The Azure Media Player actually features some smart little features, including playback for audio in multiple languages. Incidentally, the Azure Service is also getting support for Google Widevine digital rights management

According to Microsoft’s Azure Media Services director Sudheer Sirivara,

Live Encoding allows you to send a single bitrate live feed to Azure Media Services, have it encoded into an adaptive bitrate stream and deliver it to a wide variety of clients for delivery in MPEG-DASH, Microsoft Smooth Streaming, Apple HLS, or Adobe HDS formats,

Thanks to the update, Customers of the Media Encoder Standard service will also be allowed to create live archives of their feeds in .MP4 format.

The move is Microsoft keeping up with the current trend among cloud providers, as they take Video encoding as a routine task, to be handled they can handle in house for customers.

Apart from general availability announcement, Microsoft Azure’s Media Encoder Standard now includes support for extracting sub-clips, i.e. taking a portion of the live stream and producing a new on-demand asset.

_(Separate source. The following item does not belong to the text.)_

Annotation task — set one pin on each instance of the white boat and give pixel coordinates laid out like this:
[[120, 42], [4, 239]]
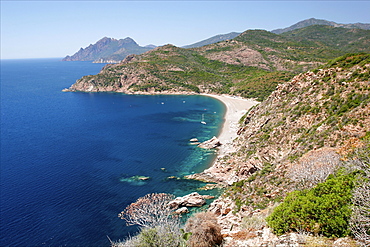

Media Encoder Standard now also has the ability to extract live archives as MP4s for subsequent syndication.

Interestingly though, AWS, Amazon’s cloud offering which also happens to be the biggest such public cloud offering available right now, acquired Elemental Technologies which provides video encoding services for many media companies. The deal was reportedly worth over $500 Million.

If you didn’t notice though, Microsoft recently cut prices by offering cheaper cloud infrastructure to stay relevant in the fiercely competed public cloud domain.